Treatment of Moyamoya Disease With iPSC-derived Exosomes

Moyamoya disease is a cerebrovascular disease clinically characterized by chronic progressive stenosis or occlusion at the ends of bilateral internal carotid arteries and the origin of anterior cerebral arteries and middle cerebral arteries, followed by the formation of abnormal vascular networks at the base of the skull. Because this abnormal vascular network at the base of the skull looks like wisps of smoke on cerebral angiography, the Japanese Suzuki first named it "Moyamoya Disease" in the 1960s. Clinically, patients with Moyamoya disease mainly present with ischemic or hemorrhagic stroke, and there are two peaks of incidence in children aged 3-5 and middle-aged people aged 40-50. Epidemiological studies have found that Moyamoya disease is mainly distributed among the population in East Asia, including Japan, South Korea and China, and its incidence rate in China has shown a significant upward trend in recent years.Moreover, as the pathogenesis and treatment evaluation of Moyamoya disease are still in the research trough at present, new discoveries are prone to occur and thus attract a great deal of attention. It not only has a beneficial promoting effect on the treatment and diagnosis of patients, but also makes it easier for research topics to be reported in top journals.

In recent years, with the popularity of IPscs, the emerging therapeutic approach of extracellular vesicles derived from IPscs (iPSC-EVs) has gradually come into the public view. Extracellular vesicles derived from IPscs have specific bioactive substances related to iPSC functions. Their main advantages are manifested as follows: (1) They have a strong ability to promote regeneration and can promote vascular regeneration; (2) It has a powerful function of inhibiting inflammatory responses and can significantly inhibit the release of inflammatory factors by microglia, astrocytes and oligodendrocytes. (3) The homogeneity and stability of IPscs enable extracellular vesicles derived from IPscs to have high drugability; (4) IPscs have good potential for gene editing and can support the engineering of extracellular vesicles and drug delivery in extracellular vesicles. (5) The homing effect of IPSC-differentiated cells can endow the corresponding extracellular vesicles with better tissue-targeting characteristics.

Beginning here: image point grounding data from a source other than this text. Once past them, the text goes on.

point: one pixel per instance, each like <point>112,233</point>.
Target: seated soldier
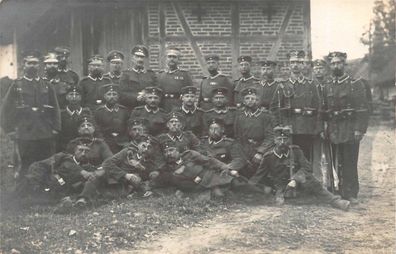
<point>184,140</point>
<point>71,118</point>
<point>253,129</point>
<point>189,109</point>
<point>192,171</point>
<point>222,148</point>
<point>285,168</point>
<point>133,168</point>
<point>220,110</point>
<point>151,111</point>
<point>65,174</point>
<point>99,150</point>
<point>111,118</point>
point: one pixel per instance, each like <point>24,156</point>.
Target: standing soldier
<point>191,112</point>
<point>172,80</point>
<point>151,111</point>
<point>135,80</point>
<point>221,111</point>
<point>348,114</point>
<point>112,118</point>
<point>116,62</point>
<point>71,117</point>
<point>268,83</point>
<point>247,80</point>
<point>214,81</point>
<point>65,74</point>
<point>30,114</point>
<point>298,102</point>
<point>253,129</point>
<point>90,85</point>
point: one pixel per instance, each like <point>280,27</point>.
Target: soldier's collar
<point>111,75</point>
<point>113,109</point>
<point>221,111</point>
<point>341,79</point>
<point>70,112</point>
<point>31,79</point>
<point>74,159</point>
<point>172,71</point>
<point>142,70</point>
<point>189,111</point>
<point>281,155</point>
<point>215,142</point>
<point>246,79</point>
<point>174,138</point>
<point>151,110</point>
<point>95,79</point>
<point>215,76</point>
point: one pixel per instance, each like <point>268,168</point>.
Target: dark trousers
<point>35,150</point>
<point>305,142</point>
<point>347,155</point>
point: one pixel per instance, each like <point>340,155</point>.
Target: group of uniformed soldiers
<point>136,130</point>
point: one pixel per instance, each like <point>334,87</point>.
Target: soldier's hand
<point>257,158</point>
<point>292,184</point>
<point>358,135</point>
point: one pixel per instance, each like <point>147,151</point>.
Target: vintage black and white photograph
<point>197,126</point>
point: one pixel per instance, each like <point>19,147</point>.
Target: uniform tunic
<point>31,108</point>
<point>227,115</point>
<point>112,123</point>
<point>171,83</point>
<point>156,119</point>
<point>91,94</point>
<point>242,83</point>
<point>208,84</point>
<point>193,119</point>
<point>132,82</point>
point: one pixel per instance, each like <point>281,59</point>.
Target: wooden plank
<point>191,38</point>
<point>235,42</point>
<point>275,47</point>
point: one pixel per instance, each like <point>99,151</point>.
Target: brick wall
<point>213,35</point>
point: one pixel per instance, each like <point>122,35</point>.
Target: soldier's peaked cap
<point>115,55</point>
<point>140,50</point>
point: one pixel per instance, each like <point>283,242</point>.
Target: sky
<point>337,25</point>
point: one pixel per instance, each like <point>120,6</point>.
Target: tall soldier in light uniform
<point>116,62</point>
<point>268,84</point>
<point>348,105</point>
<point>298,102</point>
<point>221,111</point>
<point>214,81</point>
<point>30,113</point>
<point>111,118</point>
<point>253,130</point>
<point>191,112</point>
<point>90,85</point>
<point>245,81</point>
<point>173,79</point>
<point>136,79</point>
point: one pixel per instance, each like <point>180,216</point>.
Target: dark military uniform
<point>300,107</point>
<point>156,119</point>
<point>132,82</point>
<point>347,107</point>
<point>71,120</point>
<point>226,150</point>
<point>227,115</point>
<point>171,83</point>
<point>90,91</point>
<point>242,83</point>
<point>208,84</point>
<point>112,123</point>
<point>31,108</point>
<point>99,150</point>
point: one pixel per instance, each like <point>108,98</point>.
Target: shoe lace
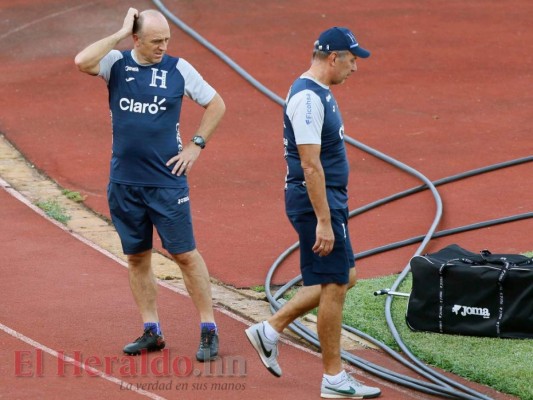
<point>147,333</point>
<point>354,381</point>
<point>206,338</point>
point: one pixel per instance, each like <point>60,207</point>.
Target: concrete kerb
<point>35,186</point>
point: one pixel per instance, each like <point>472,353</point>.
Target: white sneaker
<point>267,349</point>
<point>347,388</point>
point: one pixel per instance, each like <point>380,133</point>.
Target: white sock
<point>270,332</point>
<point>335,379</point>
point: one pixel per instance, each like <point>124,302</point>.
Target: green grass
<point>74,196</point>
<point>504,364</point>
<point>54,210</point>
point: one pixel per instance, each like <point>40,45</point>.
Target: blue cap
<point>338,39</point>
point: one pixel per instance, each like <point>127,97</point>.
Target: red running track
<point>442,92</point>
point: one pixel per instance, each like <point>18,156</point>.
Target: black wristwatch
<point>199,141</point>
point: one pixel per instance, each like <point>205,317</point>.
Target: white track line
<point>7,187</point>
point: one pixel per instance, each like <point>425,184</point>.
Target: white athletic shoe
<point>267,349</point>
<point>347,388</point>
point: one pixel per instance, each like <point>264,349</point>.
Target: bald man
<point>150,162</point>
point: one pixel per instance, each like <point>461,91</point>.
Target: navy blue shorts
<point>135,210</point>
<point>333,268</point>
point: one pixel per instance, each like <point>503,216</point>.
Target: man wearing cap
<point>316,202</point>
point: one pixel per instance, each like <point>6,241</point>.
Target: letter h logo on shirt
<point>162,78</point>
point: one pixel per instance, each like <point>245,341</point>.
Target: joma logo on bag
<point>482,312</point>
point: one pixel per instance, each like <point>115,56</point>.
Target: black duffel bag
<point>459,292</point>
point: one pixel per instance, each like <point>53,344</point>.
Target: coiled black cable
<point>444,385</point>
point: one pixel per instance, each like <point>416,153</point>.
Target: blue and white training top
<point>311,116</point>
<point>145,103</point>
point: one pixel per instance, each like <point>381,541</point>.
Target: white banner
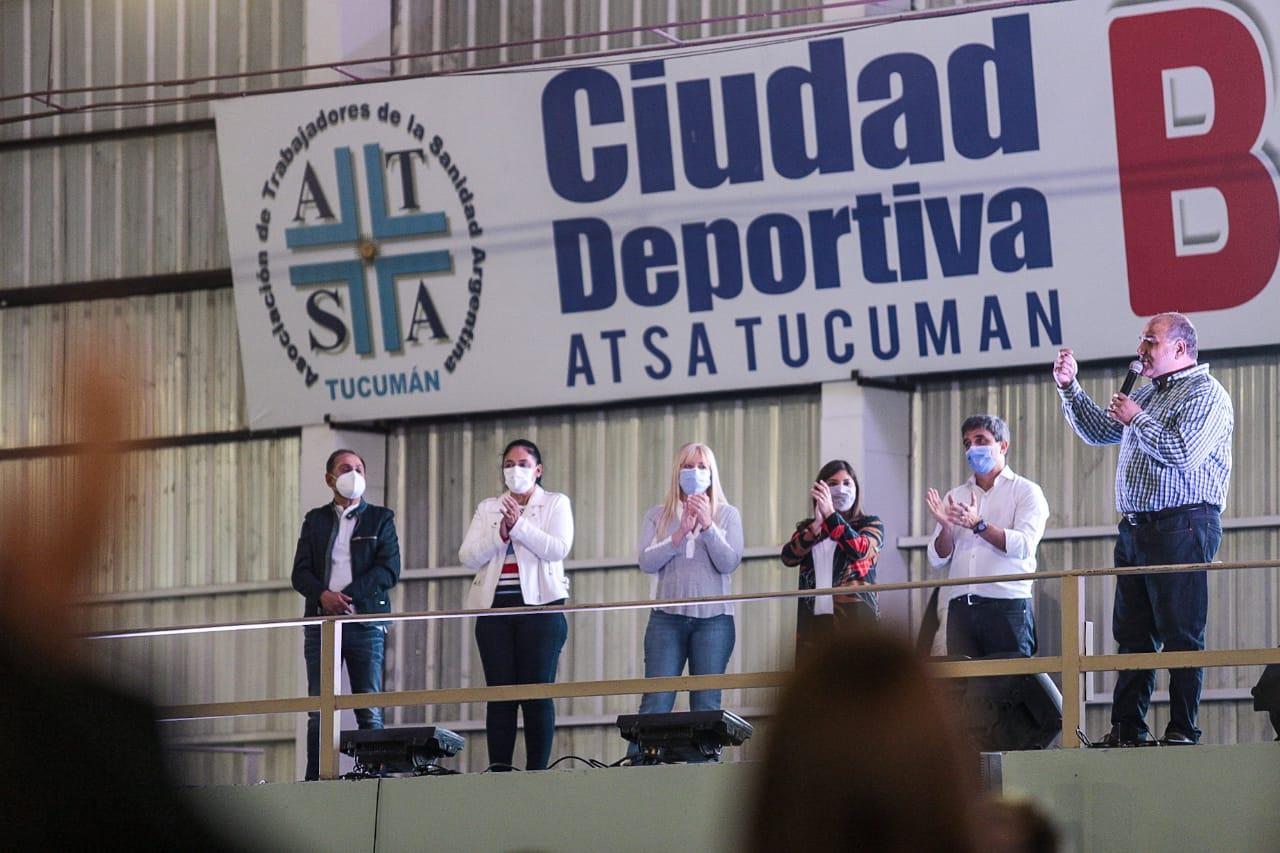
<point>947,195</point>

This study intends to combine iPSC-EVs local skin transplantation with temporal muscle application to promote muscle angiogenesis and the establishment of extracranial and intracranial collateral circulation after temporal muscle application. The above-mentioned design features high efficiency, safety and convenience, and is an innovative exploration both at home and abroad. We hope to screen out safe, efficient and simple preparation methods and transplantation methods of iPSC-EVs through systematic experiments, establish an effective clinical evaluation system, and provide auxiliary means for intracranial and extracranial blood flow reconstruction surgery in the treatment of Moyamoya disease. Moreover, in terms of topic selection, iPSC is currently one of the most promising directions for innovative treatment worldwide.